Dr. Gawande asked her a few key questions that guided her course of treatment: What do you really want in the next few weeks and months? What are you most afraid of?

What she really wanted was to have just a few good days, and she was most afraid of dying at the hospital. The doctors recommended hospice care to manage her pain and give her those good days she desired. She returned home to hold a few more piano lessons with her close students, who responded by performing two piano recitals for her during her final days.

Everyone involved had experiences they'll remember to the end of their own days. This was a much more fulfilling -- and much less expensive -- end to her life, compared to living out her days hooked up to machines in a hospital.

Unfortunately, societal conversations about end of life can get politicized. Remember when hospice care was given the ridiculous "death panel" label? Hospice care has demonstrated repeatedly to be a godsend to individuals and families facing the end of life.

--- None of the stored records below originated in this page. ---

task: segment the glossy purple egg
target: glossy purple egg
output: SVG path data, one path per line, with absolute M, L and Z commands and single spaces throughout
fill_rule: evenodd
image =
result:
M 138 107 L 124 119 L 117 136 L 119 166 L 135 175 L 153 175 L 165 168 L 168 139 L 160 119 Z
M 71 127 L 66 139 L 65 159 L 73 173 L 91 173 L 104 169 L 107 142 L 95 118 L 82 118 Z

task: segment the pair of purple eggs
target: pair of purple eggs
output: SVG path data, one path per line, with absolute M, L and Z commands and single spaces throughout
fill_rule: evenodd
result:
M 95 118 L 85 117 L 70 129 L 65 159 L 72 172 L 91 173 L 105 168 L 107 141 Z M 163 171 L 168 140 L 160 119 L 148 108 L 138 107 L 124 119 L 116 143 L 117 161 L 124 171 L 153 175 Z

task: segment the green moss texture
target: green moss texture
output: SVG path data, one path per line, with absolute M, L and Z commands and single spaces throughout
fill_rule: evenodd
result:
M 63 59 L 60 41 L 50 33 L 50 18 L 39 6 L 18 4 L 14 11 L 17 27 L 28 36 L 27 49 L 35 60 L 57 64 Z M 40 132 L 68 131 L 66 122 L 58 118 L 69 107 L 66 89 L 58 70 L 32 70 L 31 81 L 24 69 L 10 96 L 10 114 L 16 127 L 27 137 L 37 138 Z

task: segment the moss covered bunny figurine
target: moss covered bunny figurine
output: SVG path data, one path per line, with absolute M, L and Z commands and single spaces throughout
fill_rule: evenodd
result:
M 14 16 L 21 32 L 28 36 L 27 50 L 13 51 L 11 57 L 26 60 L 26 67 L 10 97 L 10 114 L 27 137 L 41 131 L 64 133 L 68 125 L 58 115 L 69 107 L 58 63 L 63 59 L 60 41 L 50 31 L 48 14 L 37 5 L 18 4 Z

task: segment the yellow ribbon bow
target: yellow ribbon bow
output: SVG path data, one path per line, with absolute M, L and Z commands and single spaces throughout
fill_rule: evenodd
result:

Frank discussions with doctors about the truth of the patient's odds of survival and treatment options that have the goal not necessarily of extending life but relieving pain and enabling patients to finish their lives on their own terms have been demonstrated to considerably relieve the anxieties of both patients and their families.

Research can help inform policymakers and decision-makers. For example, Dr. Gawande shared the results of one study of two groups of patients with stage IV lung cancer. Half of these patients -- the control group -- received usual oncology care. The other half -- the treatment group -- received the usual oncology care plus parallel visits with a palliative care specialist, whose focus is preventing and relieving suffering.

The patients in the treatment group discussed their goals and priorities with the specialists if and when their condition worsened. The treatment group stopped chemotherapy sooner, entered hospice far earlier, experienced less suffering at the end of their lives -- and they lived 25 percent longer than the control group!

Dr. Gawande made the point that if such care were a drug with such results, the Food & Drug Administration would approve it, leading to celebrations in the medical community.

Dr. Gawande and the panelists shared essential recommendations that can help us all address these tough issues, whether we're the stewards at the end of life for our parents, close friends or relatives, or whether we're contemplating our own ending.

Each of the panelists recommended having frank conversations with family and medical care providers to express what's most important for our final phase of life and also what we're most afraid of. In addition, we should learn about treatment options that can address these goals, which may not be the expensive treatments that would extend a painful life for a few extra weeks or months.

When you think about it, dying is a very important event in your life. You may want to devote considerable time and attention to designing your ending on your own terms.